Degraded Connectivity in US Central

Incident Report for LiveKit

Postmortem

Summary
On June 2, 2026, a small subset of users connected to LiveKit Cloud US Central region experienced elevated connection failures between 12:06 and 14:38 UTC. A single node in the region entered a degraded state in which it continued to accept new connections but could not reliably complete the real-time media connection those calls depend on. As a result, a portion of participant connections, including inbound and outbound SIP calls routed through Chicago failed to connect or dropped shortly after starting. We mitigated this by routing SIP traffic away from the affected server, suspending and removing the faulty node, and restoring normal service to the region.

Timeline (UTC)

  • 12:06 — Start of measurable customer impact
  • 14:04 — Chicago SIP traffic drained as mitigation
  • 14:38 — Problematic server suspended; customer impact ends
  • 15:07 — Chicago SIP service fully restored

Root cause
The incident was caused by a "gray failure" of a single node in the Chicago region, a partial failure in which a server appears healthy to automated systems but is not actually functioning correctly. The server continued to be assigned new calls and reported itself as available, but could not reliably bring the underlying real-time media connections to a fully active state.

Resolution
We first drained SIP traffic out of the Chicago region to route the traffic to other regions, and once the failing node was identified, we suspended and removed the faulty node. After confirming error rates had returned to normal, we restored full SIP service to the region.

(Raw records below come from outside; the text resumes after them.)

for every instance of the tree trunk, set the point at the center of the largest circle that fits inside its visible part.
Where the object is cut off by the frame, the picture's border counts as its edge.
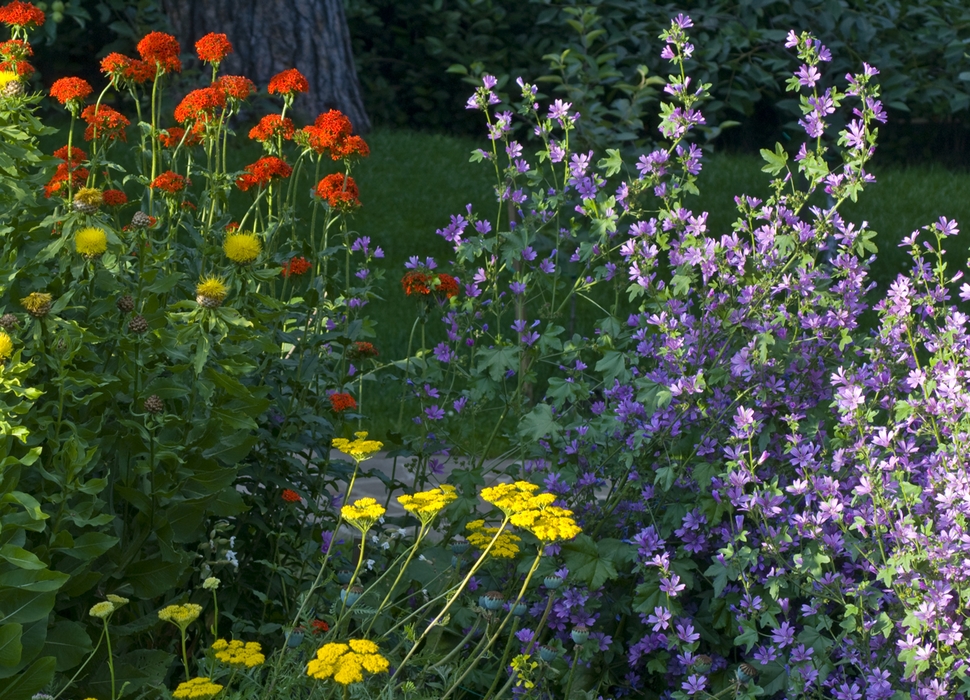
(269, 36)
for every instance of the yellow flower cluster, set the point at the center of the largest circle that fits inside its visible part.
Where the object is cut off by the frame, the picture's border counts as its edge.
(505, 546)
(197, 689)
(363, 513)
(346, 663)
(242, 248)
(427, 504)
(180, 615)
(239, 654)
(6, 347)
(91, 242)
(360, 448)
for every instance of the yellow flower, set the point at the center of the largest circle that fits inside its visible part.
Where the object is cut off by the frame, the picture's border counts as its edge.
(242, 248)
(180, 615)
(427, 504)
(211, 292)
(6, 347)
(197, 689)
(363, 513)
(346, 663)
(37, 303)
(505, 546)
(360, 448)
(102, 610)
(240, 654)
(91, 242)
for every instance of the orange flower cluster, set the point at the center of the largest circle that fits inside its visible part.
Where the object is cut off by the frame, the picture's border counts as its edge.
(114, 198)
(289, 82)
(338, 191)
(260, 173)
(21, 14)
(13, 57)
(72, 90)
(169, 182)
(331, 132)
(235, 87)
(74, 157)
(296, 266)
(342, 402)
(271, 126)
(104, 123)
(64, 172)
(200, 105)
(361, 349)
(162, 50)
(173, 135)
(212, 48)
(123, 68)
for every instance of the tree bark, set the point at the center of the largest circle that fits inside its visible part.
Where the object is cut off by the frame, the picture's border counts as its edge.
(269, 36)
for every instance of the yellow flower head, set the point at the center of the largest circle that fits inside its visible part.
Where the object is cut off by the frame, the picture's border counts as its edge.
(91, 242)
(239, 654)
(197, 689)
(89, 196)
(512, 498)
(479, 536)
(102, 610)
(427, 504)
(242, 248)
(212, 290)
(346, 663)
(37, 303)
(549, 524)
(6, 347)
(360, 448)
(180, 615)
(363, 513)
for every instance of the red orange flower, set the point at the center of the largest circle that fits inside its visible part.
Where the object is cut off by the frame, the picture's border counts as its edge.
(21, 14)
(104, 123)
(212, 48)
(200, 105)
(339, 192)
(235, 87)
(261, 172)
(342, 402)
(162, 50)
(114, 198)
(296, 266)
(71, 91)
(270, 126)
(169, 182)
(289, 82)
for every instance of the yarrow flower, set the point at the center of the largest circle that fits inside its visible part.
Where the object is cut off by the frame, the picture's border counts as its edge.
(338, 191)
(363, 513)
(197, 689)
(212, 48)
(91, 242)
(162, 50)
(342, 402)
(360, 448)
(239, 654)
(288, 83)
(425, 505)
(479, 536)
(242, 248)
(346, 663)
(180, 615)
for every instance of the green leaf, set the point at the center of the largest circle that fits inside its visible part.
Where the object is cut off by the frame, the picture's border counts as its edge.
(10, 646)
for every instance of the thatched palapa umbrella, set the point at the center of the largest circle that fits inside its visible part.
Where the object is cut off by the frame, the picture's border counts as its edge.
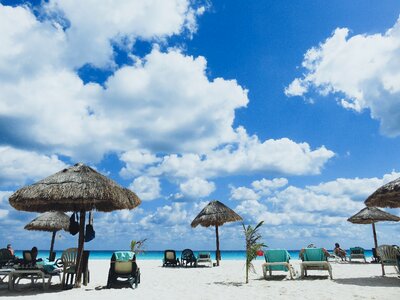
(52, 221)
(79, 189)
(216, 214)
(387, 195)
(371, 215)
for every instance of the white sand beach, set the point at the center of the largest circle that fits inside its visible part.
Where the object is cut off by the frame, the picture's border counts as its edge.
(350, 281)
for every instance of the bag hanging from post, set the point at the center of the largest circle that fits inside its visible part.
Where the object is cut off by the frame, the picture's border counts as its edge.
(73, 225)
(90, 234)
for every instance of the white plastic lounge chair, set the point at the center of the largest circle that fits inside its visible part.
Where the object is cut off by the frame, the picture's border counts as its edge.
(68, 259)
(388, 255)
(277, 260)
(357, 253)
(204, 257)
(314, 259)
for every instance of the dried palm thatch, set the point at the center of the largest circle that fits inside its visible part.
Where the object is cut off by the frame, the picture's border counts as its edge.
(73, 189)
(215, 214)
(78, 188)
(369, 215)
(387, 195)
(49, 221)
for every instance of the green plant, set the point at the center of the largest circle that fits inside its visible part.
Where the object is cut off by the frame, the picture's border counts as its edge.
(138, 246)
(252, 246)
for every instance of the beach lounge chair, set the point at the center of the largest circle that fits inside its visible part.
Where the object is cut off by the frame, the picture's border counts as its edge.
(389, 257)
(6, 258)
(188, 258)
(314, 259)
(68, 260)
(375, 257)
(357, 253)
(277, 260)
(204, 257)
(123, 265)
(170, 259)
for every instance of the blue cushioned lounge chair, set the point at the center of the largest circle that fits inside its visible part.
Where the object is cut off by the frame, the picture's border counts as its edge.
(277, 260)
(314, 259)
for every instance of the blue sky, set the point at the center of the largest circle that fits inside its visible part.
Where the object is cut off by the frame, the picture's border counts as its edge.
(286, 112)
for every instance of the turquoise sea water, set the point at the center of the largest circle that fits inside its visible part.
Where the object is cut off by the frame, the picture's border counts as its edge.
(152, 255)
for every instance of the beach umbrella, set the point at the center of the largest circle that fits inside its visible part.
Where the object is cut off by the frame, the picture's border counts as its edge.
(52, 221)
(387, 195)
(371, 215)
(215, 214)
(78, 189)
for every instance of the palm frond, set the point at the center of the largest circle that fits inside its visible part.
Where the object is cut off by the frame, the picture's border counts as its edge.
(252, 246)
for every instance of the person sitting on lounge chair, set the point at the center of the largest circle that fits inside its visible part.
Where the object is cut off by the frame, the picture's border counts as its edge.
(339, 251)
(9, 248)
(301, 253)
(34, 252)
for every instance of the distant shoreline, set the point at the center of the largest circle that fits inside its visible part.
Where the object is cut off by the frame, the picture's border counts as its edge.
(159, 254)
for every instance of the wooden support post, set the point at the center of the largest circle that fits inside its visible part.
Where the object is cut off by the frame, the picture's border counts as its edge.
(53, 237)
(217, 254)
(81, 245)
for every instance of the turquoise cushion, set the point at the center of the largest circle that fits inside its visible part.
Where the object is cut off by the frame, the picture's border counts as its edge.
(124, 255)
(277, 255)
(314, 254)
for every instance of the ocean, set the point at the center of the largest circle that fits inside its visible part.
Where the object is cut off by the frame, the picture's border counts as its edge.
(154, 255)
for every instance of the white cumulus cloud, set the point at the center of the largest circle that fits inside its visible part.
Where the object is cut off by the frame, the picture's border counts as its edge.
(19, 166)
(364, 68)
(197, 188)
(147, 188)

Corrective actions and prevention
We are actively addressing the two gaps that allowed a single failing node to impact the region:

  • Error aversion in load balancing: configuring our load balancing servers to automatically detect and steer traffic away from nodes exhibiting this class of failure.
  • Monitoring: closing the alerting gap so that "gray failure" servers which appear healthy but cannot complete connections are detected and alerted promptly.
Posted Jun 04, 2026 - 07:03 PDT

Resolved

This incident has been resolved.
Posted Jun 02, 2026 - 08:18 PDT

Update

We've identified the root cause as a single problematic media node in US Central, which has been suspended at 14:38 UTC. We are continuing to monitor before marking this resolved.
Posted Jun 02, 2026 - 07:58 PDT

Monitoring

We have routed the traffic away from the US Central region at 14:00 UTC and are seeing the connection failures returning to normal levels. We are continuing to monitor the issue.
Posted Jun 02, 2026 - 07:17 PDT

Investigating

We're investigating elevated SIP call connection failures in our US Central region beginning at ~12:06 UTC. We are working to mitigate this issue.
Posted Jun 02, 2026 - 07:05 PDT
This incident affected: Regional SIP (US Central - SIP).